One former law enforcement official, who spoke on the condition of anonymity lest he lose his former colleagues’ trust, said high-ranking police officials would probably be convening soon with security directors for New York buildings, landmarks and sensitive diplomatic sites, like the Israeli Consulate, as well as with leaders of synagogues and mosques.

Increased communication between federal intelligence agencies and the New York police, forged partly by the intelligence failures of Sept. 11, should also help security efforts, the former official said.

Representative Peter T. King, a Long Island Republican, is bitterly opposed to trying the Sept. 11 defendants in New York, saying it would make the city even more vulnerable to terrorist attacks.

“We’re already the No. 1 terrorist target in the world, certainly the U.S.,” said Mr.

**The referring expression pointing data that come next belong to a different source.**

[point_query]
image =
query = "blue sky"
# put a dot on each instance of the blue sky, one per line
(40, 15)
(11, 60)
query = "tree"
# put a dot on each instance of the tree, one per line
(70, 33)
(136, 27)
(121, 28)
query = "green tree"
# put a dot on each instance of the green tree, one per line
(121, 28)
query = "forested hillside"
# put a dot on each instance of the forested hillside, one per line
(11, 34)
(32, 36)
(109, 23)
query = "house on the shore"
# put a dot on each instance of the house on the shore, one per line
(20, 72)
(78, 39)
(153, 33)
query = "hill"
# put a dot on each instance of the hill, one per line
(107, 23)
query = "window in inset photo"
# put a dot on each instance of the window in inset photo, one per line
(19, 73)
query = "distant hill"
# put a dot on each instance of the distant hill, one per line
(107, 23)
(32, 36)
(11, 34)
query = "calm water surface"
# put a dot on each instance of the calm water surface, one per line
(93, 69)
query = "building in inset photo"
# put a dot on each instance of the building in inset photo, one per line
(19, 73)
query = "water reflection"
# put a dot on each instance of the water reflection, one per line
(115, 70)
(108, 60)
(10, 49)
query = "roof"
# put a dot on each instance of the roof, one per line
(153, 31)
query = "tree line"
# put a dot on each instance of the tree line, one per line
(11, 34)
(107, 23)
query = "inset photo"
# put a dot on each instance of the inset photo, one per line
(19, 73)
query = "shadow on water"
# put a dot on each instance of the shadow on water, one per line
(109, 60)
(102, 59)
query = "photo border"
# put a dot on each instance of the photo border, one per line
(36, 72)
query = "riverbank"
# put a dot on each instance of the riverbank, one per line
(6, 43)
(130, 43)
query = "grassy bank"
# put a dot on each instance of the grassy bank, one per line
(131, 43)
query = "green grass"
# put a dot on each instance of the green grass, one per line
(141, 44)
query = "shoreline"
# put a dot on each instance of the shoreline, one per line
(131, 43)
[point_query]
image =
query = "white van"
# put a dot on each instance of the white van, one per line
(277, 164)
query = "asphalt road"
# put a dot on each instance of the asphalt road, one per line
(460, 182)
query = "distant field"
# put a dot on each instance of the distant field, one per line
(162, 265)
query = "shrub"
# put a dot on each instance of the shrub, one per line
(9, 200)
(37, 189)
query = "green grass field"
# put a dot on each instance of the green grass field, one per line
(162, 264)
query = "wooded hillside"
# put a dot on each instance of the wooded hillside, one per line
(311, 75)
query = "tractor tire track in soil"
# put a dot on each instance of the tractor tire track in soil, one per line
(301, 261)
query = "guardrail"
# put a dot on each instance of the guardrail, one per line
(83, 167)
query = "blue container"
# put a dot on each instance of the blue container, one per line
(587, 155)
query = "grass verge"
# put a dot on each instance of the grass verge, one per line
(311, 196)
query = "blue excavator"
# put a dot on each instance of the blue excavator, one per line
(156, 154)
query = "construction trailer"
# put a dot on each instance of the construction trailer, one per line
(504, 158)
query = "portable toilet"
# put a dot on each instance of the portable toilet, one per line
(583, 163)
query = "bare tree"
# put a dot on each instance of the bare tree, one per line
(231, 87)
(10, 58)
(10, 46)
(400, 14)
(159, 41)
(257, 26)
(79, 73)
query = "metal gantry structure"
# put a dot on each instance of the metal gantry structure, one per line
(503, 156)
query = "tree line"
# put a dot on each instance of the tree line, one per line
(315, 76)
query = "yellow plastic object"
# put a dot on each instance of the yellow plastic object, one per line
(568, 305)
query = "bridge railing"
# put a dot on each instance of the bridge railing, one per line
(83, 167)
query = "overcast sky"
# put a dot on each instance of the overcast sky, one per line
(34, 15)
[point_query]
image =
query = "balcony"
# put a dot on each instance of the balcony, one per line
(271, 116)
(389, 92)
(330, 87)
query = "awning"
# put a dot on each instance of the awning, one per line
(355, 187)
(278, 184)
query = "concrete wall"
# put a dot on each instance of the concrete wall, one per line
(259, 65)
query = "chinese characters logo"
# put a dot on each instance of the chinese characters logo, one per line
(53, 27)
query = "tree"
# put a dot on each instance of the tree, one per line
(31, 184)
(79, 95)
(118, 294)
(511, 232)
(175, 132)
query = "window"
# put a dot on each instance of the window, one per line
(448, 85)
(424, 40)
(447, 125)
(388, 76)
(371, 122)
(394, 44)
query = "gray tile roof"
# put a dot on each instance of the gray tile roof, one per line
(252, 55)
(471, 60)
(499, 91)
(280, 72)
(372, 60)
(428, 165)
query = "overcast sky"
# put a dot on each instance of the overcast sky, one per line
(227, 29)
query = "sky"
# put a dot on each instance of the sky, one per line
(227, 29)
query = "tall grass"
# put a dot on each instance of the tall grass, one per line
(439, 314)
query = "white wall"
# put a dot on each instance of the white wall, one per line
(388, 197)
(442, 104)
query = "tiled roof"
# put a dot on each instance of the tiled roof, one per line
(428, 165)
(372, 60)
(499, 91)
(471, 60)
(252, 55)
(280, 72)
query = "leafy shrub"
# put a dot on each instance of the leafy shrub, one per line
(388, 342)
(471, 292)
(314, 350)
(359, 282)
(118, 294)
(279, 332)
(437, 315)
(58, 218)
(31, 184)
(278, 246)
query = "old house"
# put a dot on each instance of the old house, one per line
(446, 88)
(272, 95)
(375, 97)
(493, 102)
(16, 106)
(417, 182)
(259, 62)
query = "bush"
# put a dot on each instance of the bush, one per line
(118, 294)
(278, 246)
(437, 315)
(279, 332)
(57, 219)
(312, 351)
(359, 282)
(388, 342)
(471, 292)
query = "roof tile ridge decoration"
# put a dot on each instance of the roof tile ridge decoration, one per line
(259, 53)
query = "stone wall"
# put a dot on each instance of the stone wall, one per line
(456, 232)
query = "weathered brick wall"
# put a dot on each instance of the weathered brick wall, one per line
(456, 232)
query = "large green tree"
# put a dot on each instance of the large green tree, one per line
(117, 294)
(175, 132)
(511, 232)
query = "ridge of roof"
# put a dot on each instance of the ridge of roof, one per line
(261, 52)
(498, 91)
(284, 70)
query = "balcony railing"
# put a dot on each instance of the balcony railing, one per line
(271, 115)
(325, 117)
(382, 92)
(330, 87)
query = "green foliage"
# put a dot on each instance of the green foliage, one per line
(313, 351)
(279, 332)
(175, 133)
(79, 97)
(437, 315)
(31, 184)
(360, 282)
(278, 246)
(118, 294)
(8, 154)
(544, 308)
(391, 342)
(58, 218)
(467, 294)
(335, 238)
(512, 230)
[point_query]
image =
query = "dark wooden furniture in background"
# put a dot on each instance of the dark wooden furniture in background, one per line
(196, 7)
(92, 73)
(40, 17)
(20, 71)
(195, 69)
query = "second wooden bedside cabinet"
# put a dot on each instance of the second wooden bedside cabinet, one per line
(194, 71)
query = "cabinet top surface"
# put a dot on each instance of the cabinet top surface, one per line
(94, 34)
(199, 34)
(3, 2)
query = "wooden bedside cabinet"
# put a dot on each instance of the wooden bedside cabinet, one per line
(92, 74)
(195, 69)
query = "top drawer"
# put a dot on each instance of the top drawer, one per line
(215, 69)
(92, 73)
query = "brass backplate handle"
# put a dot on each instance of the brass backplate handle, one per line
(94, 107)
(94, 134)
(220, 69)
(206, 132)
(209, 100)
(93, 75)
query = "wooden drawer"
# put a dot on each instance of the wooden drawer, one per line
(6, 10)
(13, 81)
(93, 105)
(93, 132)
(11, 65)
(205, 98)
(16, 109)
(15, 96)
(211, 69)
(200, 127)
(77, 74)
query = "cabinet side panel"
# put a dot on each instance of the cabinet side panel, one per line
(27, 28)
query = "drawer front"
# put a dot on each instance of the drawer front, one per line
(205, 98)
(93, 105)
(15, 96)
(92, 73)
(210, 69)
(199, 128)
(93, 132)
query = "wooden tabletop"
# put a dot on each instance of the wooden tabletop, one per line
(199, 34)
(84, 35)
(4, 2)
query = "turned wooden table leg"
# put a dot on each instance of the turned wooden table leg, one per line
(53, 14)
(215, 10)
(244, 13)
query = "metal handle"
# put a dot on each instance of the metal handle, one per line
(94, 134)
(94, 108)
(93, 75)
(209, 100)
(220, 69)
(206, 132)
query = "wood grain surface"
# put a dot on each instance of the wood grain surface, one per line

King, who wrote a letter to Attorney General Eric H. Holder in April urging him not to transfer any terror suspect from Guantánamo Bay, where the five suspects are now being held, to New York.

As with most of the high-profile prisoners, the five 9/11 detainees will most likely be placed in the jail’s high-security wing, called 10-South, a fortresslike unit with a small number of cells that are reserved for prisoners awaiting trial for the most violent crimes.

They will most likely be held under strict rules that confine them to their cells virtually around the clock and bar them from communicating with outsiders other than lawyers and family members.